Gambling on Development: Why Some Countries Win and Others Lose w/ Stefan Dercon

3 Apr 2022 – 12:00 - 13:00 GMT
FT Weekend Oxford Literary Festival
Blackwell's Bookshop
Oxford, OX1 3BQ

Economist and government adviser Professor Stefan Dercon looks at why some countries have prospered in recent decades and why others have failed.

Dercon has spent decades visiting developing countries and talking to prime ministers, civil servants and ordinary people in his quest to find out what brings success. He argues that a set of policies does not lie behind the difference but rather a ‘development bargain’ in which a country’s elites switch from protecting their own position to espousing a growth-based future. He says this is behind the success of countries such as China, Bangladesh, Ghana and Ethiopia.

Dercon is professor of economic policy and director of the Centre for the Study of African Economies at the University of Oxford. He is a former Department for International Development chief economist and a policy advisor to the UK foreign secretary. Here he talks to Professor Ian Goldin, professor of globalisation and development at the University of Oxford and a former vice-president of the World Bank.
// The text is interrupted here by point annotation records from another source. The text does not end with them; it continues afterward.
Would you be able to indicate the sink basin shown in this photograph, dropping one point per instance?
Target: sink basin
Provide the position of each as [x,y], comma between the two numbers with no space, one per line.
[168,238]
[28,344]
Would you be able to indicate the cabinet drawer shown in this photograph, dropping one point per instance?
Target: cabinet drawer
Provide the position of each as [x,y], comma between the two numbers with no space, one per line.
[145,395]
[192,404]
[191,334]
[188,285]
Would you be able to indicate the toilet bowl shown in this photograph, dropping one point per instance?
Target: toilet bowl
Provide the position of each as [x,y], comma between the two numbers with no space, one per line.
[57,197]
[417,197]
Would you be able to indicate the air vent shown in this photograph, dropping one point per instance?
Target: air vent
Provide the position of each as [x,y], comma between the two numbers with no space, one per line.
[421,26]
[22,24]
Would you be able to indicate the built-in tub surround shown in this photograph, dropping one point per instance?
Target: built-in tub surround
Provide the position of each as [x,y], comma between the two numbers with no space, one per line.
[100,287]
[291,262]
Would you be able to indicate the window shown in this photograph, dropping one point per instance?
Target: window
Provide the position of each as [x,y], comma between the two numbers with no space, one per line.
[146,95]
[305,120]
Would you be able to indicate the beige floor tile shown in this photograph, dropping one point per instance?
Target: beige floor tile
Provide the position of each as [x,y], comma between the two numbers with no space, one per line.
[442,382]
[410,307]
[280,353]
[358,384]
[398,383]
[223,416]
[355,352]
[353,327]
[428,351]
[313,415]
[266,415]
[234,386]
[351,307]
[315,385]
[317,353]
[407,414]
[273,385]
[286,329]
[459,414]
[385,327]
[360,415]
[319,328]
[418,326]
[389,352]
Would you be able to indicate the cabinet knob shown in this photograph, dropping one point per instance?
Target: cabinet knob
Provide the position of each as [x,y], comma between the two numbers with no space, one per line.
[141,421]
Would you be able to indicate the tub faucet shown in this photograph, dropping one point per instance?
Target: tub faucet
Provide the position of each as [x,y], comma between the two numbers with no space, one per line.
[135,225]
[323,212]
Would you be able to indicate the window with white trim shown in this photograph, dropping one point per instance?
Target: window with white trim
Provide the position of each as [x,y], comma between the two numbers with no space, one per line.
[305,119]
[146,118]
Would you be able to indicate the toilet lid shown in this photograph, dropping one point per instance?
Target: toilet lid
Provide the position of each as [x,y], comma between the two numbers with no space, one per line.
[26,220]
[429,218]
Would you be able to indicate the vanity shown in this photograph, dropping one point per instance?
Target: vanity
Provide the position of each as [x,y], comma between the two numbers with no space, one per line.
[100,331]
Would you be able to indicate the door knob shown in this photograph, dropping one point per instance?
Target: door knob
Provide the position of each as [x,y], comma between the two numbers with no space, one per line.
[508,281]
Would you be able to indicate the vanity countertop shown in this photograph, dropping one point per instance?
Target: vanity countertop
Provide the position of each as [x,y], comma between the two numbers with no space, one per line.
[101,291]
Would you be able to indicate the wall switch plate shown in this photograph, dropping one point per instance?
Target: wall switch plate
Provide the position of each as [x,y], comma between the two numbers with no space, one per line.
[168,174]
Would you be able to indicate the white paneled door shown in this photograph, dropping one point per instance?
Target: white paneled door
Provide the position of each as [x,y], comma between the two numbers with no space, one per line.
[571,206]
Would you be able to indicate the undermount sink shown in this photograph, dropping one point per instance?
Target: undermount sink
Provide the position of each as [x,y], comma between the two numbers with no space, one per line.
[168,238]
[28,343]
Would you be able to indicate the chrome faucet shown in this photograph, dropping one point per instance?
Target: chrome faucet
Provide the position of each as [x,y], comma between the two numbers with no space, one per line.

About Gambling on Development

In the last thirty years, the developing world has undergone tremendous changes. Overall, poverty has fallen, people live longer and healthier lives, and economies have been transformed. And yet many countries have simply missed the boat. Why have some countries prospered, while others have failed?

Stefan Dercon argues that the answer lies not in a specific set of policies, but rather in a key ‘development bargain’, whereby a country’s elites shift from protecting their own positions to gambling on a growth-based future. Despite the imperfections of such bargains, China is among the most striking recent success stories, along with Indonesia and more unlikely places, such as Bangladesh, Ghana and Ethiopia. Gambling on Development is about these winning efforts, in contrast to countries stuck in elite bargains leading nowhere.

Building on three decades’ experience across forty-odd countries, Dercon winds his narrative through Ebola in Sierra Leone, scandals in Malawi, beer factories in the DRC, mobile phone licences in Mozambique, and relief programmes behind enemy lines in South Sudan. Weaving together conversations with prime ministers, civil servants and ordinary people, this is a probing look at how development has been achieved across the world, and how to assist such successes.